Suddenly, beside me I distinctly heard a sigh,--a compassionate, mournful
sigh. The sound was unmistakable. I started from my seat, looked round,
amazed to discover no one,--no living thing! The windows were closed, the
night was still. That sigh was not the wail of the wind. But there, in
the darker angle of the room, what was that? A silvery whiteness, vaguely
shaped as a human form, receding, fading, gone! Why, I know not--for no
face was visible, no form, if form it were, more distinct than the
colourless outline,--why, I know not, but I cried aloud, "Lilian!
Lilian!" My voice came strangely back to my own ear; I paused, then
smiled and blushed at my folly. "So I, too, have learned what is
superstition," I muttered to myself. "And here is an anecdote at my own
expense (as Muller frankly tells us anecdotes of the illusions which
would haunt his eyes, shut or open),--an anecdote I may quote when I come
to my chapter on the Cheats of the Senses and Spectral Phantasms." I
went on with my book, and wrote till the lights waned in the gray of the
dawn.
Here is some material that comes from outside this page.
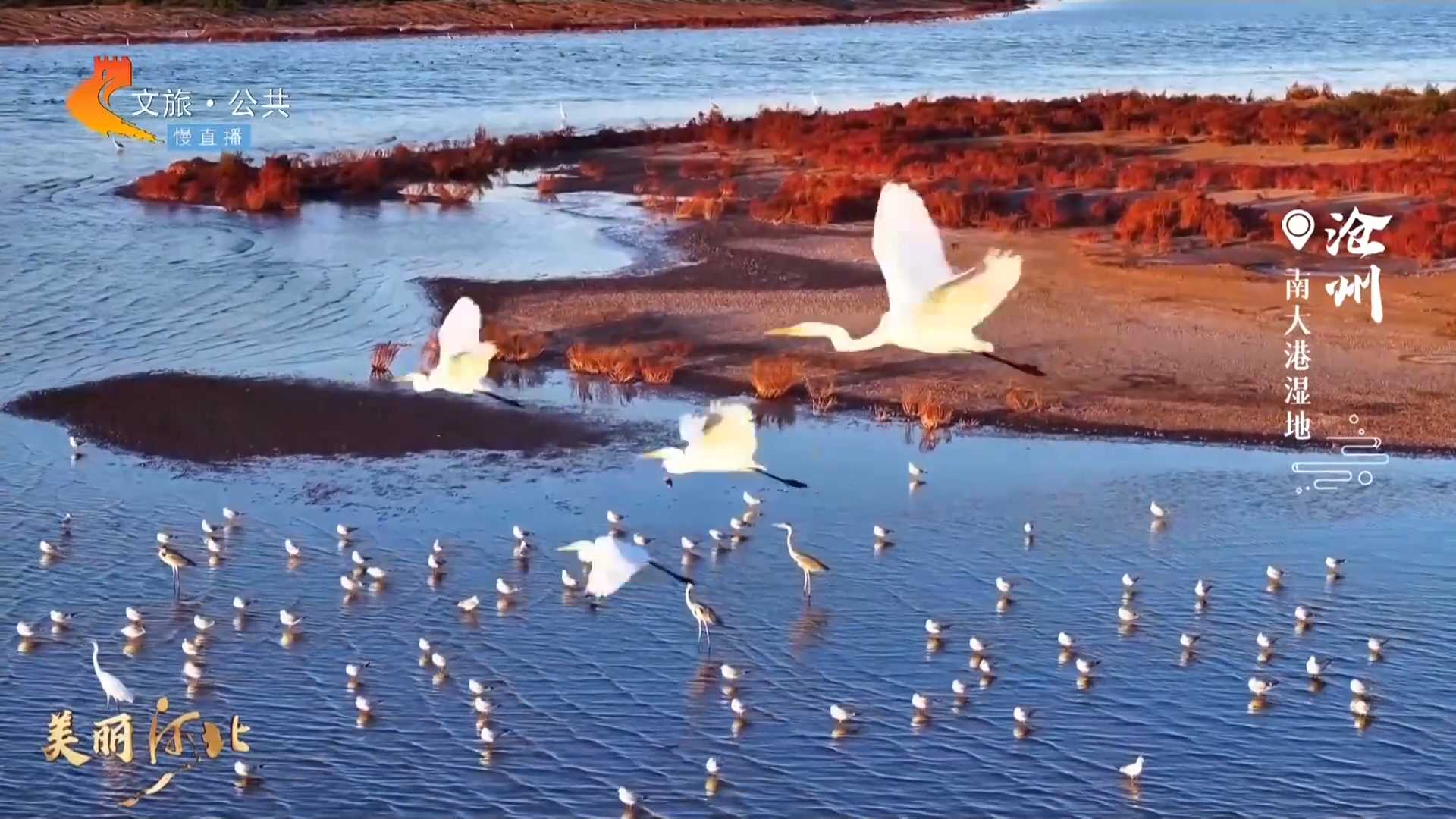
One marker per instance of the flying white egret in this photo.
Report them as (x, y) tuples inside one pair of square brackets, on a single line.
[(932, 308), (937, 629), (465, 360), (721, 441), (807, 563), (615, 561), (115, 689)]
And I said then, in the triumph of my pride, as I laid myself down
to rest, "I have written that which allots with precision man's place in
the region of nature; written that which will found a school, form
disciples; and race after race of those who cultivate truth through pure
reason shall accept my bases if they enlarge my building." And again I
heard the sigh, but this time it caused no surprise. "Certainly," I
murmured, "a very strange thing is the nervous system!" So I turned on
my pillow, and, wearied out, fell asleep.

[1] Muller's "Elements of Physiology," vol. ii. p. 134. Translated by Dr.
Baley.

[2] Cowley, who wrote so elaborate a series of amatory poems, is said
"never to have been in love but once, and then he never had resolution to
tell his passion."--Johnson's "Lives of the Poets:" COWLEY.